Roundabout Papers

Contents:
Author: William Makepeace Thackeray

Part III.

"Are you of our fraternity? I see you are not. The secret which Mademoiselle de Bechamel confided to me in her mad triumph and wild hoyden spirits—she was but a child, poor thing, poor thing, scarce fifteen—but I love them young—a folly not unusual with the old!" (Here Mr. Pinto thrust his knuckles into his hollow eyes; and, I am sorry to say, so little regardful was he of personal cleanliness, that his tears made streaks of white over his gnarled dark hands.) "Ah, at fifteen, poor child, thy fate was terrible! Go to! It is not good to love me, friend. They prosper not who do. I divine you. You need not say what you are thinking—"

In truth, I was thinking, if girls fall in love with this sallow hook-nosed, glass-eyed, wooden-legged, dirty, hideous old man, with the sham teeth, they have a queer taste. THAT is what I was thinking.

"Jack Wilkes said the handsomest man in London had but half an hour’s start of him. And without vanity, I am scarcely uglier than Jack Wilkes. We were members of the same club at Medenham Abbey, Jack and I, and had many a merry night together. Well, sir, I—Mary of Scotland knew me but as a little hunchbacked music-master; and yet, and yet, I think SHE was not indifferent to her David Riz—and SHE came to misfortune. They all do—they all do!"

"Sir, you are wandering from your point!" I said, with some severity. For, really, for this old humbug to hint that he had been the baboon who frightened the club at Medenham, that he had been in the Inquisition at Valladolid—that under the name of D. Riz, as he called it, he had known the lovely Queen of Scots—was a LITTLE too much. "Sir," then I said, "you were speaking about a Miss de Bechamel. I really have not time to hear all your biography."

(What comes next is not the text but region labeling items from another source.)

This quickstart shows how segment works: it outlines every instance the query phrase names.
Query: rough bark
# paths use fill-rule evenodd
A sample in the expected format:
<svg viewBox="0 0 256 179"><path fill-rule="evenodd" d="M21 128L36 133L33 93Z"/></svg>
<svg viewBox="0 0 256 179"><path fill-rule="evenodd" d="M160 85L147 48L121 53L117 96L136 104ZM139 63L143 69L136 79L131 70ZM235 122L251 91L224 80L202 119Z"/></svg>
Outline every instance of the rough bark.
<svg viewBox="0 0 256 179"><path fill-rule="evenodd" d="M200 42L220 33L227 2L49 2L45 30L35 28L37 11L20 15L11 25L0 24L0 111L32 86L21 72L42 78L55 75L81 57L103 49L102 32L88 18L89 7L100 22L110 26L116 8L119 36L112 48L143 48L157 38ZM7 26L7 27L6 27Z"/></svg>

"Faith, the good wine gets into my head." (I should think so, the old toper! Four bottles all but two glasses.) "To return to poor Blanche. As I sat laughing, joking with her, she let slip a word, a little word, which filled me with dismay. Some one had told her a part of the Secret—the secret which has been divulged scarce thrice in three thousand years—the Secret of the Freemasons. Do you know what happens to those uninitiate who learn that secret? to those wretched men, the initiate who reveal it?"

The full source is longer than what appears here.